Mr McDonagh also said:
- Acceptance of the C&AG’s “unrealistic and uncommercial” position would make commercial decision-making impossible and that NAMA has no alternative but to contest the C&AG report
- It would be “clearly absurd” if NAMA’s commercial activity was driven by accounting values instead of real-world values – this would result in NAMA never selling any portfolio if the market value was lower than NAMA’s accounting value
- It is difficult to understand why the well-established C&AG precedent of using external expertise on specialist matters was not used in the case of NAMA’s sale of Project Eagle
- Both the current C&AG and his predecessor have publicly acknowledged the requirement for specialist external advice for significant, complex work
NAMA’s management of the sales process
The NAMA Chairman, Frank Daly, told the Committee that the Project Eagle sales process was designed to take into account the views of the Minister for Finance and the Northern Ireland Executive, which are in the public domain, over the potential impact on the Northern Ireland economy of a high-profile, public sales process over an extended period of 9 to 12 months.
He added that allegations relating to Northern Ireland should not be conflated with the outcome of the sales process, which raised £1.322 billion in proceeds.
Mr Daly said:
“We did not believe that a fully open sales process would yield any additional benefit in terms of identifying other credible bidders or of getting a higher price.
And we were very cognisant of the potential damage that a fully open process could cause to the Northern Ireland property market and the wider Northern Ireland economy.
We are a commercial state body but we do not operate in a bubble that ignores the bigger issues on the island of Ireland.
That might apply to entities that are not affiliated to the State but it does not apply to us”.
Allegations relating to Frank Cushnahan
Mr Daly also set out NAMA’s decision to proceed with the sale after learning of a proposed fee arrangement involving Mr Cushnahan and a group that withdrew from the bidding process.
“The net issue for us was whether we were going to allow Mr Cushnahan’s alleged manoeuvrings in Belfast to seriously damage the interests of Irish taxpayers,” said Mr Daly.

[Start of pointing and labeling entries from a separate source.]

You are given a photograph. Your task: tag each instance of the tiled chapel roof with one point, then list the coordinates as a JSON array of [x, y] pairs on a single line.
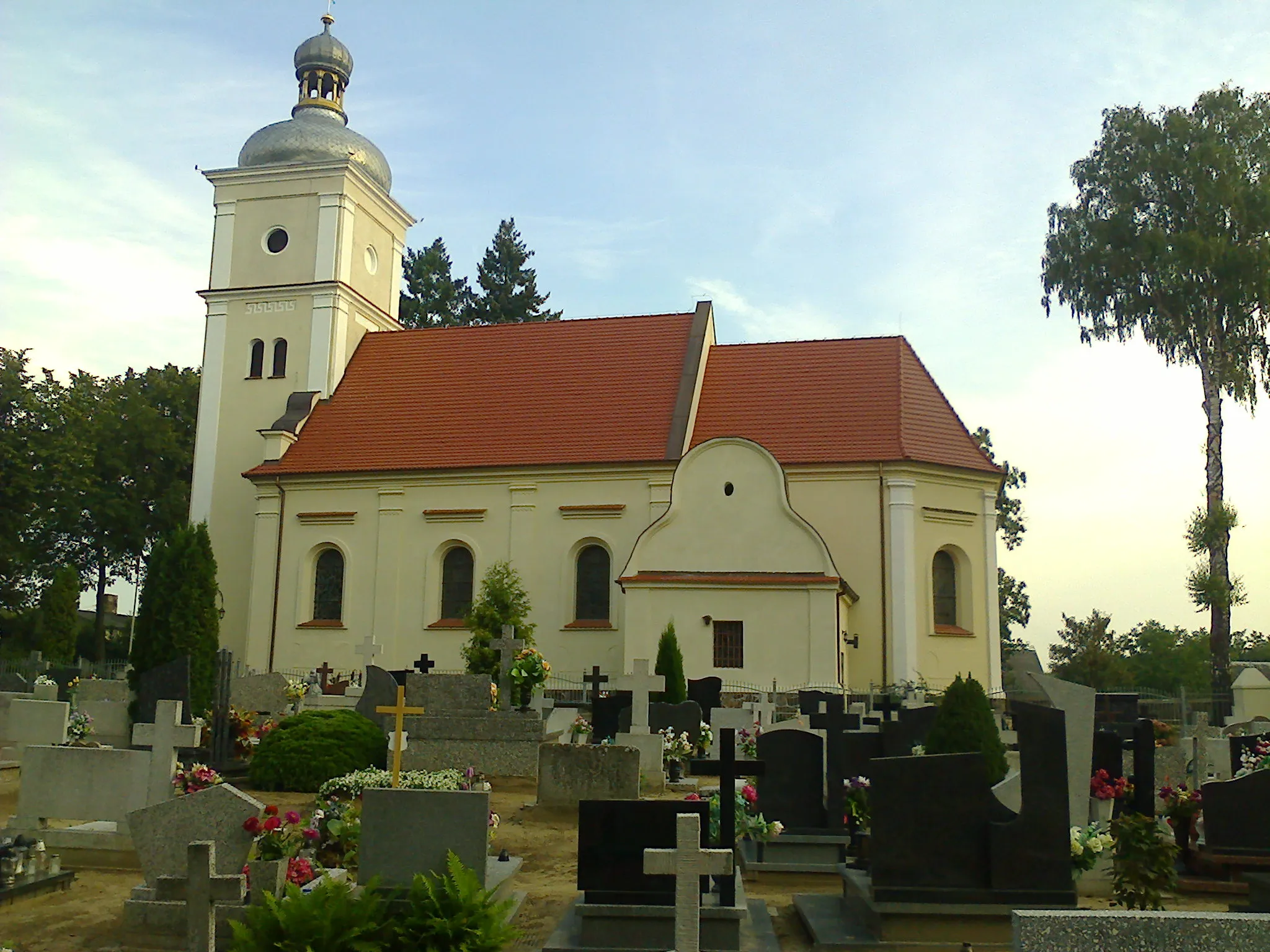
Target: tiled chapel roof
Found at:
[[605, 390]]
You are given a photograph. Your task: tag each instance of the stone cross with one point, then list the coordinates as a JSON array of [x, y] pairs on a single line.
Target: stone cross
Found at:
[[368, 650], [401, 710], [164, 738], [639, 683], [507, 648], [201, 888], [595, 679], [686, 863], [727, 769]]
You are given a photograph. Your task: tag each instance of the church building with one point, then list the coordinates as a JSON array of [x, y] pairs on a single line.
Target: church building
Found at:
[[806, 512]]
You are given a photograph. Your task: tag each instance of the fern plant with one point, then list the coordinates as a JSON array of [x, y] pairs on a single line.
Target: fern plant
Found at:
[[454, 913]]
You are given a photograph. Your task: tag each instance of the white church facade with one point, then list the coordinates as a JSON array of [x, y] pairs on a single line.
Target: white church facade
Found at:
[[806, 512]]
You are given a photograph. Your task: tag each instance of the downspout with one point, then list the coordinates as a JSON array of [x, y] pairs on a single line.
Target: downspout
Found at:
[[277, 568]]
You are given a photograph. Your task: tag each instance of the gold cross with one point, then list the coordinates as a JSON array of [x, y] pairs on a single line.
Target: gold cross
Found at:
[[401, 710]]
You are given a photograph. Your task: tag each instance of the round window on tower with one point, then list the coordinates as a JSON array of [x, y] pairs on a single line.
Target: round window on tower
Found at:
[[275, 240]]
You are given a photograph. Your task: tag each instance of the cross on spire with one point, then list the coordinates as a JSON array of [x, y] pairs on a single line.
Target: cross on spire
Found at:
[[401, 710], [686, 863]]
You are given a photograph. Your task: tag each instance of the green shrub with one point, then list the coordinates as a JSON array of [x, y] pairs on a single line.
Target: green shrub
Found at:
[[964, 725], [306, 751], [670, 664]]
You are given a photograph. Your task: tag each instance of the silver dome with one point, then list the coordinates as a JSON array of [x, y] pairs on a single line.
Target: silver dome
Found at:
[[315, 135]]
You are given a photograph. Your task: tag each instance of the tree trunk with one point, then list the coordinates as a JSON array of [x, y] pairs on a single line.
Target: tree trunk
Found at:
[[1219, 565]]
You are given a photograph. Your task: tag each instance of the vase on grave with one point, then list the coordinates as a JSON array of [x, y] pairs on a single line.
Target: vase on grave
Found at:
[[267, 876]]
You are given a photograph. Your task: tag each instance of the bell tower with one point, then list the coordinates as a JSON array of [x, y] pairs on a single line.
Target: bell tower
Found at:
[[306, 259]]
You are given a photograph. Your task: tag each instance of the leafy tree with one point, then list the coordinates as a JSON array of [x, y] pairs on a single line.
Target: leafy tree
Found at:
[[1088, 653], [178, 614], [502, 601], [59, 616], [1168, 238], [964, 725], [432, 298], [508, 288], [670, 666]]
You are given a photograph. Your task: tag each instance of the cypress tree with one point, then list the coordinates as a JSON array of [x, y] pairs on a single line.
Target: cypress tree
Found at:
[[964, 725], [59, 620], [670, 664]]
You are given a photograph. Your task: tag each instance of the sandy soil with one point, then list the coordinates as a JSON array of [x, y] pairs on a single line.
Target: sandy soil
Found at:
[[89, 917]]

“Our judgement then, and one that we stand over, was that the interests of Irish taxpayers took precedence.Commercially, we considered that there was a compelling case for selling this portfolio.”
Mr Daly also reiterated that the C&AG report found that no external member of NAMA’s Northern Ireland Advisory Committee, including Frank Cusnahan, had access to confidential NAMA information.
Mr Daly said:
“He had no influence with NAMA. And if he managed to persuade some people that he had an influence on NAMA, they were blatantly misled.
To some in Northern Ireland and perhaps to himself, Mr Cushnahan was a NAMA insider; as far as NAMA was concerned, he was peripheral.”
Mr Daly also noted that a recent BBC Northern Ireland TV programme included references to a document which purportedly included NAMA’s confidential valuations of properties owned by a NAMA debtor – but that the valuations in the document were not genuine.
“It is clear to us that the allegedly confidential NAMA valuations were not our valuations at all – they were, in fact, significantly lower than NAMA’s actual valuations (by up to 80% in one case)”, he said.